Jacob E. Swap (12 August 1846 - 22 January 1925) was a private in the United States Army who was awarded the Medal of Honor for actions performed on 5 May 1864 at the Battle of the Wilderness during the American Civil War.

== Personal life ==
Swap was born on 12 August 1846 in Coeymans, New York to parents William and Amanda Swap. He was married to Angeline L. Swap. After being discharged from the Army, he served as a district judge in western Pennsylvania and also worked in railroading. After the death of Angeline in 1923, he relocated to Lakeport, California until his death on 22 January 1925. He was buried in Evergreen Cemetery in Oakland, California.

== Military service ==
Swap enlisted in the Army at age 15 on 29 August 1861 at Springs, Pennsylvania. He was mustered into H Company of the 83rd Pennsylvania Infantry. On 1 May 1864, Swap was ill as his regiment prepared to depart from Rappahannock Station, Virginia. However, Swap refused to be admitted to the hospital, instead making multiple attempts over the next few days to join the ranks. On 5 May, he succeeded in trading his station guarding the regiment's supplies to a battle-weary comrade and fought in the Battle of the Wilderness on the 6th, 7th, and 8th. On 8 May, he was wounded 5 times during an attack and was captured by Confederate forces, remaining a POW until the end of the war.

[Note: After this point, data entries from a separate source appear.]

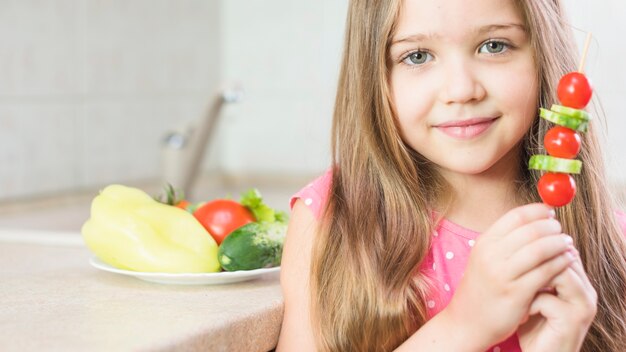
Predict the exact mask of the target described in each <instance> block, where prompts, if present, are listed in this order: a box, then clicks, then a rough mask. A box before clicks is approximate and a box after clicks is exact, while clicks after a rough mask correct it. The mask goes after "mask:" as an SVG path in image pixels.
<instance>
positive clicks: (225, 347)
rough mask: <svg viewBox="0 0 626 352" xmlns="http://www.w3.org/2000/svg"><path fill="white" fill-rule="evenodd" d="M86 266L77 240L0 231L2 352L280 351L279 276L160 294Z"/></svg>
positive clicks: (167, 292)
mask: <svg viewBox="0 0 626 352" xmlns="http://www.w3.org/2000/svg"><path fill="white" fill-rule="evenodd" d="M90 257H91V253H90V252H89V251H88V249H87V248H86V247H85V246H84V244H83V242H82V239H81V237H80V235H79V233H78V232H71V231H65V232H63V231H57V232H52V231H35V230H28V231H25V230H20V231H18V230H14V231H12V230H2V231H0V349H1V350H2V351H39V350H45V351H50V350H59V351H60V350H62V351H129V350H132V351H268V350H271V349H273V348H274V347H275V345H276V342H277V341H278V334H279V331H280V325H281V321H282V309H283V308H282V302H283V301H282V295H281V291H280V285H279V273H271V274H265V275H263V276H261V277H259V278H257V279H254V280H251V281H246V282H240V283H233V284H227V285H204V286H180V285H163V284H155V283H149V282H145V281H142V280H139V279H137V278H134V277H129V276H123V275H119V274H114V273H108V272H104V271H100V270H98V269H96V268H94V267H92V266H91V265H90V264H89V258H90Z"/></svg>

Swap's Medal of Honor citation reads:

The President of the United States of America, in the name of Congress, takes pleasure in presenting the Medal of Honor to Private Jacob E. Swap, United States Army, for extraordinary heroism on 5 May 1864, while serving with Company H, 83d Pennsylvania Infantry, in action during the Wilderness Campaign, Virginia. Although assigned to other duty, Private Swap voluntarily joined his regiment in a charge and fought with it until severely wounded.
— D. S. Lamont, Secretary of War

Swap was discharged from the Army for disability on 14 May 1865.